BE FOREST – Knocturne (2019)


Foto da banda italiana Be Forest para resenha do álbum "Knocturne" (2019)

“Terceiro álbum do Be Forest é bonito, de uma beleza já conhecida, o que não impede de encantar”

Em seus primeiros anos o selo inglês 4AD meio que se tornou um lar para um punhado de bandas que faziam uma sonoridade com alguns pontos de intersecção, geralmente canções de tons obscuros, densos, mais apropriadas para ambientes mais escuros. Lá estavam o Bauhaus, The Birthday Party (primeira banda de Nick Cave), Clan of Xymox, Cocteau Twins, Dead Can Dance e nomes menos comentados como Modern English, X-Mal Deutschland, Dif Juz, Colourbox, Wolfgang Press, e o projeto que reunia todos, o This Mortal Coil.

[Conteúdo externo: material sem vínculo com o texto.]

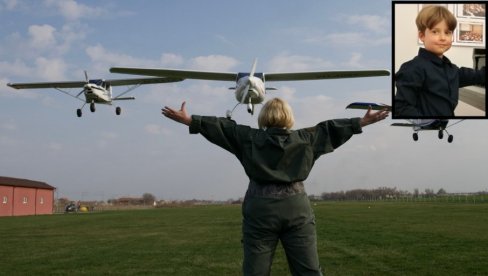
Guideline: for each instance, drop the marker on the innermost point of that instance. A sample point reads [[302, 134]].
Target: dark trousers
[[290, 220]]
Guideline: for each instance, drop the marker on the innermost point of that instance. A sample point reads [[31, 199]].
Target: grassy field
[[355, 238]]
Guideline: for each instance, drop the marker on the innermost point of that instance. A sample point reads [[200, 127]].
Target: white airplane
[[417, 125], [96, 91], [250, 87]]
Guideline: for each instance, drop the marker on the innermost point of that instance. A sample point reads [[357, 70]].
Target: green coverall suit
[[276, 206]]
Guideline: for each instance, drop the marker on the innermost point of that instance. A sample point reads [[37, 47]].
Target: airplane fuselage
[[250, 90], [97, 94]]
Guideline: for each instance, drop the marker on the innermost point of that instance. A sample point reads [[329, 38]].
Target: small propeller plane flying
[[96, 91], [250, 87], [440, 125]]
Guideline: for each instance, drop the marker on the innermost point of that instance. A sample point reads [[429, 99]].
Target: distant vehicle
[[417, 125], [250, 86], [96, 90], [70, 208]]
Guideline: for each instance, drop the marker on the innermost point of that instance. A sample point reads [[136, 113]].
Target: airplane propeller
[[248, 86], [83, 90]]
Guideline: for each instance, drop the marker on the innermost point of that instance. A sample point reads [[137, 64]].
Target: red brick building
[[22, 197]]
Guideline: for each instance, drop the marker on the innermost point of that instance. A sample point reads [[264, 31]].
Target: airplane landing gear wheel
[[415, 136], [250, 108], [441, 134]]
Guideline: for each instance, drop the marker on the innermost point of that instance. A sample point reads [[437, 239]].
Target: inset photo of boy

Tivessem surgido trinta e cinco anos antes, talvez os italianos de Pesaro do grupo Be Forest conseguissem uma chance de se abrigar nesse grande “guarda chuvas” de Ivo Watts-Russell e Peter Kent, já que sua sonoridade condensa quase todos os elementos presentas na proposta das bandas do selo do duo. Ambos estão na ativa, a 4AD expandiu seu cast por musicalidades diversas, The National, Beirut, Deerhunter são alguns nomes do selo; Be Forest, por seu lado, segue preso em sua máquina temporal com o ponteiro parado ali entre 84/85.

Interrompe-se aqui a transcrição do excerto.